4. Street Fighter: The Movie
Street Fighter: The Movie: The Game is a game based on a movie based on the game Street Fighter. Instead of cartoon characters fighting each other, now slightly more realistic characters based on the actors in the movie who are supposed to look like the cartoon characters fight each other. There is no reason for this to exist.
3. The Da Vinci Code
It may be a slight mistake to base a video game on a movie where the action packed climax comes in the form of Tom Hanks spinning dials on a tiny puzzle tube. Instead of just focusing on making it a puzzle game, there is actually car chases, stealth and combat as well. Because really, when you think of The Da Vinci Code, you think of action. Not to mention that the fun of a puzzle/mystery game is unraveling the truth of the game yourself, which is impossible when you’ve already read the book and seen the movie. Mystery solved at that point. As far as Tom Hanks movies go, a Philadelphia game might be more fun.
2. Little Nicky
When you look at a list of Adam Sandler movies, it’s possible to see how games could be spun out of them. A Happy Gilmore golfing game perhaps? How about a Waterboy football game? Nope, the movie they decided to immortalize as a game was Little Nicky, a forgettable movie by Adam Sandler standards, and that’s saying something.
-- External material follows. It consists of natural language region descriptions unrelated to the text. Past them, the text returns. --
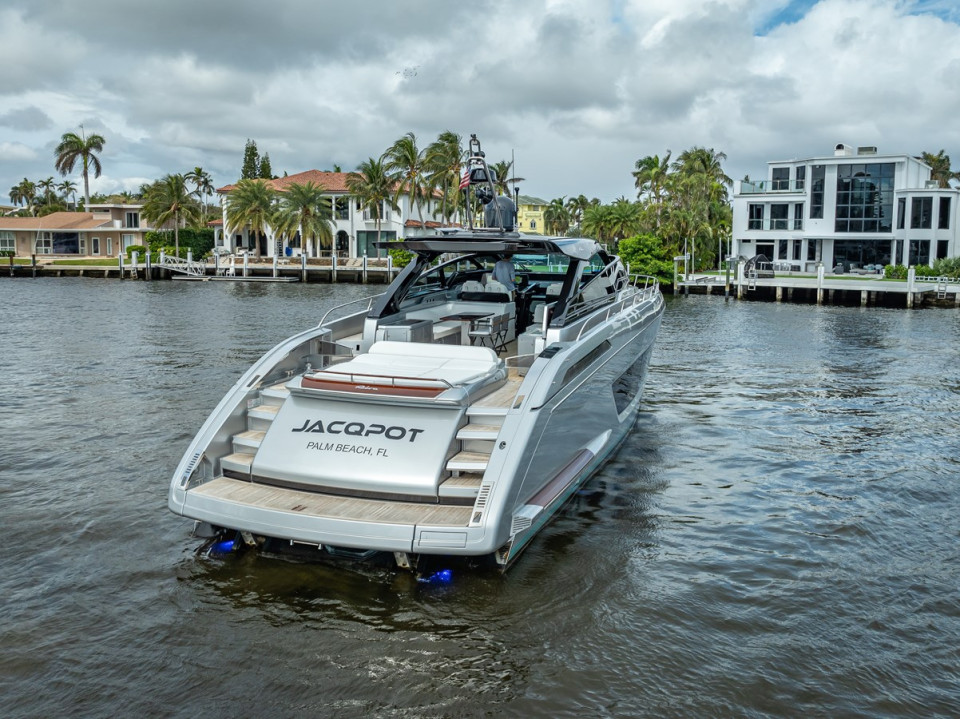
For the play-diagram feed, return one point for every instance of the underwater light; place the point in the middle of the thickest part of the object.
(223, 547)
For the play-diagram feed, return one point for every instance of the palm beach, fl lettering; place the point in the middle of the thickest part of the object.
(358, 429)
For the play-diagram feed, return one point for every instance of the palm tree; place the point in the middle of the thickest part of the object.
(576, 207)
(68, 188)
(940, 168)
(251, 203)
(650, 177)
(203, 185)
(75, 147)
(47, 187)
(169, 200)
(27, 191)
(407, 165)
(304, 209)
(372, 187)
(443, 162)
(597, 222)
(556, 218)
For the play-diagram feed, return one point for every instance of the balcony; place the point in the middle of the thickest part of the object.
(768, 187)
(775, 224)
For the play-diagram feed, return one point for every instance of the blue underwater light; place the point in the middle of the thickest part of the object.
(223, 547)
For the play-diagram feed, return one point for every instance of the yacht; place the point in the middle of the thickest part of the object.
(452, 415)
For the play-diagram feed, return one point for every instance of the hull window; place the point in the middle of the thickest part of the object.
(628, 385)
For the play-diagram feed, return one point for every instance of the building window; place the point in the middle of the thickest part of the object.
(865, 197)
(919, 252)
(921, 212)
(816, 195)
(781, 178)
(44, 243)
(778, 217)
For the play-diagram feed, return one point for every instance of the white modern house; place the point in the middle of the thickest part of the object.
(853, 208)
(354, 231)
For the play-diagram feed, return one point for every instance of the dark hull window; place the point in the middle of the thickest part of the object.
(628, 385)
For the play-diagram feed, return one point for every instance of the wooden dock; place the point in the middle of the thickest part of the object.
(866, 290)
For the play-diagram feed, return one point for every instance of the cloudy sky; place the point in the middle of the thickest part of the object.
(577, 90)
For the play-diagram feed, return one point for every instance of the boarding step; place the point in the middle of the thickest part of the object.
(237, 462)
(466, 485)
(266, 412)
(250, 439)
(468, 462)
(479, 431)
(275, 394)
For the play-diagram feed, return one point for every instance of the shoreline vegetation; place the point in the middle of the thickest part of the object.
(682, 207)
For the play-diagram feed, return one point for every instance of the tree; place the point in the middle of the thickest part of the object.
(169, 200)
(47, 186)
(443, 162)
(250, 170)
(203, 186)
(556, 218)
(371, 185)
(251, 203)
(304, 209)
(651, 177)
(406, 165)
(68, 188)
(265, 170)
(74, 147)
(940, 168)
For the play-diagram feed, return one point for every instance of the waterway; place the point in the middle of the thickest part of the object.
(778, 536)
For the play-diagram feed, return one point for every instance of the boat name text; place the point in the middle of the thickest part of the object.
(359, 429)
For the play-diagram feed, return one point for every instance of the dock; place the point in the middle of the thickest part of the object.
(863, 290)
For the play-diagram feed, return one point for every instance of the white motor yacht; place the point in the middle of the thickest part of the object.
(448, 416)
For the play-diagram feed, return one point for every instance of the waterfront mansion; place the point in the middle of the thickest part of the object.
(354, 227)
(854, 208)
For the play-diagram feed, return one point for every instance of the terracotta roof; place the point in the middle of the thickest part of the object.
(331, 181)
(56, 221)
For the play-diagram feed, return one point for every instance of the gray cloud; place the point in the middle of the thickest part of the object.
(577, 89)
(30, 119)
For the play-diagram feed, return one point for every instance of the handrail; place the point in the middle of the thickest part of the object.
(369, 300)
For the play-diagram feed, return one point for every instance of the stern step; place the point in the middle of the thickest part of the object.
(251, 439)
(237, 462)
(466, 485)
(479, 431)
(468, 462)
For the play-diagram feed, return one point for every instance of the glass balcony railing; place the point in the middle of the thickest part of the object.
(762, 187)
(775, 224)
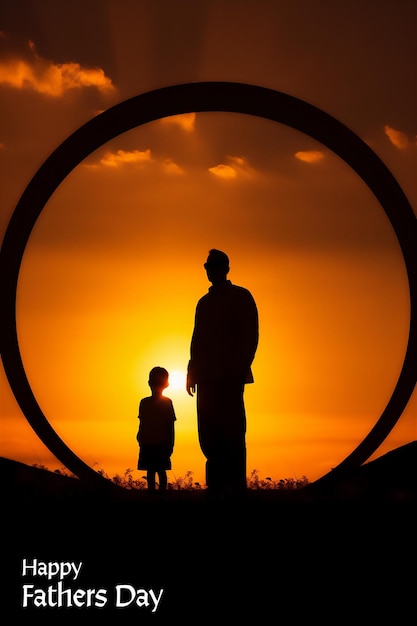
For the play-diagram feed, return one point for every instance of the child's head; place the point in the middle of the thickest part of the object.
(158, 378)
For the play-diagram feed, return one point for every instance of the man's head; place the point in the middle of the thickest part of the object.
(217, 266)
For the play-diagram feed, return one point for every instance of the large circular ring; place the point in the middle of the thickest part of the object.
(194, 98)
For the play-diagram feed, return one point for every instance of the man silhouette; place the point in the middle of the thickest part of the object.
(223, 346)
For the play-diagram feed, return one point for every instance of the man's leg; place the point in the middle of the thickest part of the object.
(222, 428)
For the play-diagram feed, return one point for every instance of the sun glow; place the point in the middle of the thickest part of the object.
(177, 380)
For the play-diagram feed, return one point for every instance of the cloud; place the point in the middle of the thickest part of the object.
(236, 166)
(186, 121)
(49, 78)
(121, 157)
(397, 137)
(309, 156)
(223, 171)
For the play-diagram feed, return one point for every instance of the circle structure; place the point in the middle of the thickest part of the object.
(194, 98)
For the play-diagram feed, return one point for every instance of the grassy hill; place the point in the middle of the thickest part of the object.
(390, 478)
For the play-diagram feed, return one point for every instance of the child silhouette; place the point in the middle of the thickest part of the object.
(156, 430)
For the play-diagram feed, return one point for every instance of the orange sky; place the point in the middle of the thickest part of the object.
(113, 269)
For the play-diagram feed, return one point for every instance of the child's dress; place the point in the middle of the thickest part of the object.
(156, 433)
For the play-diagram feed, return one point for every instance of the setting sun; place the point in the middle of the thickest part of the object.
(176, 380)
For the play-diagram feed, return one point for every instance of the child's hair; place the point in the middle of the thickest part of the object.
(158, 376)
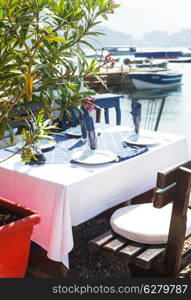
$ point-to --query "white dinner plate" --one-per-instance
(93, 157)
(42, 144)
(74, 131)
(141, 140)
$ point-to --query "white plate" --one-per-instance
(141, 140)
(74, 131)
(93, 157)
(42, 144)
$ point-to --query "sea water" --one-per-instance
(165, 110)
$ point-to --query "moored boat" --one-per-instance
(150, 80)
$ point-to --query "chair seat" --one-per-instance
(144, 223)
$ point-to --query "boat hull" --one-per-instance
(155, 81)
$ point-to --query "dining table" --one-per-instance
(67, 191)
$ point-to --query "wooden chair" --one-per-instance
(166, 260)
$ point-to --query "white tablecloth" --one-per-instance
(67, 195)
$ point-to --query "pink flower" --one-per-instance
(90, 107)
(112, 3)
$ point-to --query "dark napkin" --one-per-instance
(136, 113)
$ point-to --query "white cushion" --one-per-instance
(144, 223)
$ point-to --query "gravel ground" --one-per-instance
(84, 264)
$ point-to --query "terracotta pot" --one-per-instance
(15, 240)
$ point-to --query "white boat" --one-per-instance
(153, 80)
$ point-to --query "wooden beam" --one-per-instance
(164, 196)
(168, 176)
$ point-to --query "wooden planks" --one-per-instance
(150, 256)
(143, 255)
(116, 244)
(169, 176)
(101, 240)
(131, 250)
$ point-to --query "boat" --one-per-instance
(166, 54)
(153, 80)
(146, 53)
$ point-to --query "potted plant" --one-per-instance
(16, 225)
(42, 60)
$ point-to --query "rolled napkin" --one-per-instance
(136, 113)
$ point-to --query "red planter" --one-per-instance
(15, 240)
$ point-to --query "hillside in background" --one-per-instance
(150, 39)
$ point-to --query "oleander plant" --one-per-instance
(42, 61)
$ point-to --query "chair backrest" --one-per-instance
(174, 185)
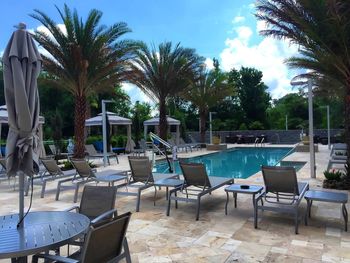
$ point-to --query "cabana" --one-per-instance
(4, 118)
(155, 122)
(114, 120)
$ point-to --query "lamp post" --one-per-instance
(328, 127)
(210, 127)
(104, 130)
(311, 124)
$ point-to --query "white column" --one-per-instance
(177, 134)
(311, 132)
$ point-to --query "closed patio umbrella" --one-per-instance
(21, 67)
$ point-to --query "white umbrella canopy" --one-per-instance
(21, 67)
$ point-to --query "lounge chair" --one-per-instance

Besides walking around New York fighting demons and eating Popeye’s chicken, the game features wonderful mini games such as shoving a pineapple up Hitler’s ass (shown above). When a game has to make a whole mini-game based on that gag you know it’s in trouble.
1. Napoleon Dynamite
We all remember a few years ago when Napoleon fever hit the world. Every kind of product imaginable had Jon Heder’s awkward face plastered on it and you couldn’t go three feet without hearing someone quoting it. So it’s really not a shock that some enterprising young game creator pushed ahead a Napoleon game. But that doesn’t make it right. From such activities as tetherball, feeding a llama and dancing that famous dance, you can play through the life of Napoleon with all the excitement and gusto you saw in the film. As in not very much at all.